— Моя арфа пела тебе, — сказал он неуверенно.
— Я готова была умереть. — Она всхлипнула и вдруг отчаянным жестом закинула руки ему на шею. Тело ее было мокрым и горячим, и он стоял в кругу старейших, не зная, дозволено ли ему обнять ее в ответ.
— Я не хочу быть королевой, — ее лоб упирался Фоме в грудь, руки охватили шею так, что он едва мог дышать, — не хочу…
— Но ведь… — растерянно сказал Фома.
Он хотел добавить, что любит ее, что узнал ее, что жалеет ее соперницу, но рад ее победе. Но на плечо ему легла тяжелая рука с мощными корявыми пальцами.
— Они всегда плачут, — сказал старейший, — каждая из них плачет. Так всегда бывает, о бард. Ты хорошо пел. Она хорошо сделала, что выбрала тебя. Узнать новую королеву без барда немыслимо. А теперь уходи отсюда. Это не для твоих глаз.
Он положил руку на плечо его королеве, и та испуганно вскрикнула:
— Фома!
Он рванулся к ней, но старейшие уже замкнули вокруг нее плотное кольцо.
* * *— Не мешай мне, Ингкел.
Фома отвернулся и сцепил руки на коленях. Он вновь сидел в своей лодке, и не один — Ингкел сидел рядом с ним. Он всегда рядом, подумал Фома, ненависть может быть крепче любви. Запретный остров был совсем рядом, рукой подать, думал он, место, где есть любовь, единственное место, где ненависть уравновешивается любовью. Ингкел здесь, но и запретный остров здесь. Кажется, руку протяни, вот он…
Было тихо, серая вода отражала небо, щебетала какая-то пичуга, но даже сюда тянуло гарью. Он знал: там, за спиной, лежат плавни, жалкие, обугленные, над теплой водой стелется черный дым…
Черные лодки на серой воде. Множеств лодок. И хотя сидящие в лодках не обращали на него никакого внимания, уважая его потребность в одиночестве, он чувствовал на себе липкую паутину взглядов исподтишка.

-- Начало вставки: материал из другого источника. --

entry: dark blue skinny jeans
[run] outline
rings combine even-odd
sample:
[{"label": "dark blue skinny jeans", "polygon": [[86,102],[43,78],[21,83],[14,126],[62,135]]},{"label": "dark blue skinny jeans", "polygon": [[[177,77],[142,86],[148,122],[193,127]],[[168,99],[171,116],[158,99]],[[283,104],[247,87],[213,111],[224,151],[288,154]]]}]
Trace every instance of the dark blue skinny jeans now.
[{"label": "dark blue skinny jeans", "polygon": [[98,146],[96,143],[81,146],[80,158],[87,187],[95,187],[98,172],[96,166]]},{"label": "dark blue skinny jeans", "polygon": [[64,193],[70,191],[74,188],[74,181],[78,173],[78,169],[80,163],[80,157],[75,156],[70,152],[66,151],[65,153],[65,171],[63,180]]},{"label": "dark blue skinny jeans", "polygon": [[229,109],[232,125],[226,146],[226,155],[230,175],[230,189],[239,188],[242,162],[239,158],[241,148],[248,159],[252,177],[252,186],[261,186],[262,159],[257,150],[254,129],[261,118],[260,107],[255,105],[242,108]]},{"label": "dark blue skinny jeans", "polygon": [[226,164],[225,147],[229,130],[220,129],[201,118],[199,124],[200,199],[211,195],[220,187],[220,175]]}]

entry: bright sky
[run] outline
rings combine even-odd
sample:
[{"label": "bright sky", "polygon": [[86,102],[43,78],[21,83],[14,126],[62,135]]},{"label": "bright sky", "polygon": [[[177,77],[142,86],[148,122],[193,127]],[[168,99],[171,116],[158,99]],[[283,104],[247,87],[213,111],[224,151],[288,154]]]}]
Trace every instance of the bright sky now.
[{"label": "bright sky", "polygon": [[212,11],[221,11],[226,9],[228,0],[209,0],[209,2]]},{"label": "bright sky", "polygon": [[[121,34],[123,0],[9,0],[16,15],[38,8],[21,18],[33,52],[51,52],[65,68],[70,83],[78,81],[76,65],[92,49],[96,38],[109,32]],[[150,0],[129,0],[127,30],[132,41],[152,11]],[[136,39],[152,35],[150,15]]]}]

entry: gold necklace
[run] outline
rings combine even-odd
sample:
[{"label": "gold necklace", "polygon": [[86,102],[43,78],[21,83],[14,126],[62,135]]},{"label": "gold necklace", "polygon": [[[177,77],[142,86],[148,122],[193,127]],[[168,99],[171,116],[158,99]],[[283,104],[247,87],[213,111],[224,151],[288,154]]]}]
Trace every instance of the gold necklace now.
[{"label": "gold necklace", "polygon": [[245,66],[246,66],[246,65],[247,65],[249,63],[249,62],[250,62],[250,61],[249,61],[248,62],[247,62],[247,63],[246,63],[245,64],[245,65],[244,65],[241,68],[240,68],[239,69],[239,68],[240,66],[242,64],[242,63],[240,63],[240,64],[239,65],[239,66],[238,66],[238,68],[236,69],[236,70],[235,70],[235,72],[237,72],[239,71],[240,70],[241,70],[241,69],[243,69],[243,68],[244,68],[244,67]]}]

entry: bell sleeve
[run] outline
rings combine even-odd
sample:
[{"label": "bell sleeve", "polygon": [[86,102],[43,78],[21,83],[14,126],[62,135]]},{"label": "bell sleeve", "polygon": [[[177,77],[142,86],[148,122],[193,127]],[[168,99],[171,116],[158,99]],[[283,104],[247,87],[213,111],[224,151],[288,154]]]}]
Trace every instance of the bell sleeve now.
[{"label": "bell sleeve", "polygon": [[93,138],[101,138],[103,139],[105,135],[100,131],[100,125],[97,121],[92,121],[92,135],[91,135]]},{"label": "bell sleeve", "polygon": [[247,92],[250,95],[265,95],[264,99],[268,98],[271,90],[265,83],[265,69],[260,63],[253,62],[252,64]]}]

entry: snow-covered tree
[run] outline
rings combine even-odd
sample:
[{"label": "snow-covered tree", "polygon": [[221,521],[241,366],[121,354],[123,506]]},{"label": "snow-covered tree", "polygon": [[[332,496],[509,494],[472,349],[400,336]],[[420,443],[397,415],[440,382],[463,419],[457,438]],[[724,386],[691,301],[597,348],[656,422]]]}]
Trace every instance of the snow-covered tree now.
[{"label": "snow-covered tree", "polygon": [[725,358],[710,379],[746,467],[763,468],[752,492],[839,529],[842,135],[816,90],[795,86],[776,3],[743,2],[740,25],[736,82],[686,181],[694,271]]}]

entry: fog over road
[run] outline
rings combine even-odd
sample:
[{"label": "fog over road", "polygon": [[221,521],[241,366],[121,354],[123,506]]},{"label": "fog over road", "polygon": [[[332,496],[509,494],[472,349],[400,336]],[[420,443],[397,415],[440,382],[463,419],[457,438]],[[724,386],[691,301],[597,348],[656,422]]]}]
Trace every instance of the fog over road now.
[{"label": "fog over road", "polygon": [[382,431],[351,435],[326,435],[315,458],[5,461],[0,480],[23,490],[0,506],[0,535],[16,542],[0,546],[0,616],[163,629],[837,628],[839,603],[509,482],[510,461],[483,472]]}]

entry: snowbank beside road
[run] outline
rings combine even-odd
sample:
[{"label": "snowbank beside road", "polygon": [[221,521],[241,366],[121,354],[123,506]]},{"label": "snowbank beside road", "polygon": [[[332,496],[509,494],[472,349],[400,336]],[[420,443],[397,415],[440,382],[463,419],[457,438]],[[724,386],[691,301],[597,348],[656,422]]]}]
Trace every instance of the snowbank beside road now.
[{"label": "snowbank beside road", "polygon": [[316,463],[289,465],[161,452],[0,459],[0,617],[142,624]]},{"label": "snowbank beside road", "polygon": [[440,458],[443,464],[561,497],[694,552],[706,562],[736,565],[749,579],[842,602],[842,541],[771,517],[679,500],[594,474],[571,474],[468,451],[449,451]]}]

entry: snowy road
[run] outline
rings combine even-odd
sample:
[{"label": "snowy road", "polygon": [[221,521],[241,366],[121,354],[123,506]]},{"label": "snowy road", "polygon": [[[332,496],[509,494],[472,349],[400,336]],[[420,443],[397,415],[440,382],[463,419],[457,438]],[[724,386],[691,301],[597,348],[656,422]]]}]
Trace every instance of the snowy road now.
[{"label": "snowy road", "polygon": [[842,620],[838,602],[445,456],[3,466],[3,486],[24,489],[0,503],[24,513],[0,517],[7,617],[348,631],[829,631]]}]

Он все-таки был их бард. И они на него надеялись.
Вертячка, подумал он, личинка, что поселяется в голове муравья и толкает его на самоубийство. Не укрываться в муравейнике от холода ночи, не заниматься мирными делами, не лелеять своих куколок, а карабкаться вверх по травинке и застывать на ней, дожидаясь, пока тебя не склюют птицы. В голове у кэлпи поселилась вертячка. Она гонит их на смерть, а они думают, что их зовут законы чести и битвы.
Муравей, наверное, тоже думает, что его зовет что-то прекрасное, чему нет равного в муравьином мире…
Муравью нельзя помочь, думал он, но кто поможет кэлпи?
Я все-таки сложу песню, думал он, правильную песню…
Хромоножка, говоря о том, что кэлпи просто животные со сложными инстинктами, либо говорил то, что ему велено, либо был просто глуп. Наверняка в Метрополии, на землях Суши, изучали кэлпи. Если нашлись люди, которые поняли, что для кэлпи барды, значит, кто-то изучал их, пытаясь понять. И если найти таких людей, если попробовать поговорить с ними… Да, но те люди, которые поняли, что такое для кэлпи барды, дали приказ убить их всех, превратив гордый народ в жалких курокрадов, в горстку мелких пакостников…
А значит, говорить с ними нет никакого смысла, они понимают кэлпи, но не любят.
Все дело в любви.
А теперь у кэлпи есть бард, и они опять почувствовали гордость, и эта гордость их убила. А если не убила сейчас, то убьет вскорости. Потому что кэлпи готовы к большой войне.
Я не кэлпи и не человек. Я перевертыш.
Я не взрослый и не ребенок.
Я мост.
Я бард.
Ингкел обернулся к нему: лицо сурово, тонкие губы сжаты.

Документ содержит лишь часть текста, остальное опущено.